Tali elementi rendono quindi tutt’altro che improbabile un’ambientazione nordica delle vicende bibliche. Esiste, nondimeno, un elemento molto difficile da conciliare con questa ricostruzione: l’assenza (forse non totale, ma ci ritorneremo fra un attimo) delle lingue semitiche in Nord Europa. Sebbene Cinzia Mele mostri come diversi nomi di luoghi e personaggi biblici possano essere ricondotti alle lingue nordiche (germaniche o ugrofinniche), manca ancora uno studio approfondito sulla questione. Come abbiamo visto, la presenza di prestiti greci (o più in generale indoeuropei) nell’ebraico è ormai accettata: quel che farebbe la differenza è scoprire che la gran parte dei nomi biblici ha in realtà un’origine indoeuropea. Ciò dimostrerebbe, infatti, che gli Israeliti vissero a stretto contatto con gli Indoeuropei, o che addirittura essi stessi erano un popolo indoeuropeo. L’assenza delle lingue semitiche in Nord Europa, a questo punto, non sarebbe più in contraddizione con l’ipotesi nordica.

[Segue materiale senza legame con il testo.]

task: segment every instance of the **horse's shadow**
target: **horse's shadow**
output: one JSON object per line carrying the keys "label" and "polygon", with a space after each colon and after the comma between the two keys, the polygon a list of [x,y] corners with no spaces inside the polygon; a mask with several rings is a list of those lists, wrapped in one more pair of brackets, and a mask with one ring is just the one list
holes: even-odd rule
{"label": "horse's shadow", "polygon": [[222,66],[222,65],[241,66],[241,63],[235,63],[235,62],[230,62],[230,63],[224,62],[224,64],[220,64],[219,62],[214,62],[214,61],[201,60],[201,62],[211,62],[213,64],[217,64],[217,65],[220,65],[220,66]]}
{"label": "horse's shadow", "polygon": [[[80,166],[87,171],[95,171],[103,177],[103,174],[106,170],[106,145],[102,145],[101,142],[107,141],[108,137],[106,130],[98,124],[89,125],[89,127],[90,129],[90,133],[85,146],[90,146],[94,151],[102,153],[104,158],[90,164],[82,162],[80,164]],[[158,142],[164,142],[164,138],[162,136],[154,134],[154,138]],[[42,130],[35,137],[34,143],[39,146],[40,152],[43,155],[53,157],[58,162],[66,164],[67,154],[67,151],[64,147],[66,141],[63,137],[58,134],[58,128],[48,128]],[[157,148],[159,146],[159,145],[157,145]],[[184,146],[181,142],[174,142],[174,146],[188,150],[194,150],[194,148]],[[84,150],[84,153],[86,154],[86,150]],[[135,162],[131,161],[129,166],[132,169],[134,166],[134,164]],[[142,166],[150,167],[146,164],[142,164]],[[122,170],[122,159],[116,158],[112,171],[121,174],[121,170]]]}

Abbiamo detto, tuttavia, che tali lingue potrebbero non essere state totalmente assenti in Nord Europa. Secondo il linguista tedesco Theo Vennemann, infatti, furono proprio gli idiomi semitici a fungere da substrato per le lingue celtiche e da superstrato per quelle germaniche. Nell’Europa nordoccidentale, infatti, queste lingue erano parlate prima dell’arrivo dei Celti (indoeuropei), e funsero pertanto da substrato; solo in seguito (forse grazie alla colonizzazione fenicia) si diffusero anche più a est, fungendo da superstrato per le lingue germaniche che già avevano incominciato a svilupparsi.

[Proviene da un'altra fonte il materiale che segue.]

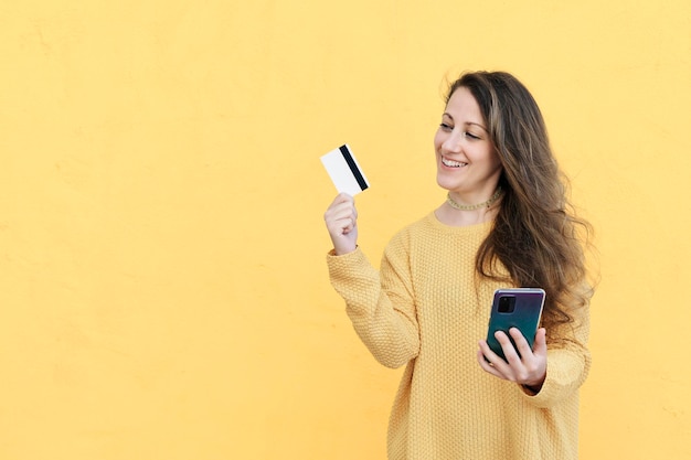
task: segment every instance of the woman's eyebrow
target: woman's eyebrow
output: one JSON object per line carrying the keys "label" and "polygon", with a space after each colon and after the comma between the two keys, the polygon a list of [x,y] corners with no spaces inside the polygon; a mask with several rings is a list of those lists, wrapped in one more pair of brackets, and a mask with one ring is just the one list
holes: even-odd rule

Non è questa la sede per esporre e discutere nel dettaglio le teorie di Vennemann; tuttavia, le sue argomentazioni sembrano convincenti, e potrebbero lasciare aperto uno spiraglio all’ipotesi nordica anche qualora fosse confermato che toponimi e antroponimi biblici sono effettivamente di origine semitica. Ma a mio avviso, se davvero gli eventi veterotestamentari si svolsero al nord, è probabile che l’etimologia dei nomi vada ricercata soprattutto in altre lingue. Lingue di cui non era mai stata esplorata a fondo la relazione con gli idiomi mediorientali proprio perché una tale relazione era creduta impossibile. Ma come abbiamo appurato, a volte la realtà sembra superare di gran lunga l’immaginazione.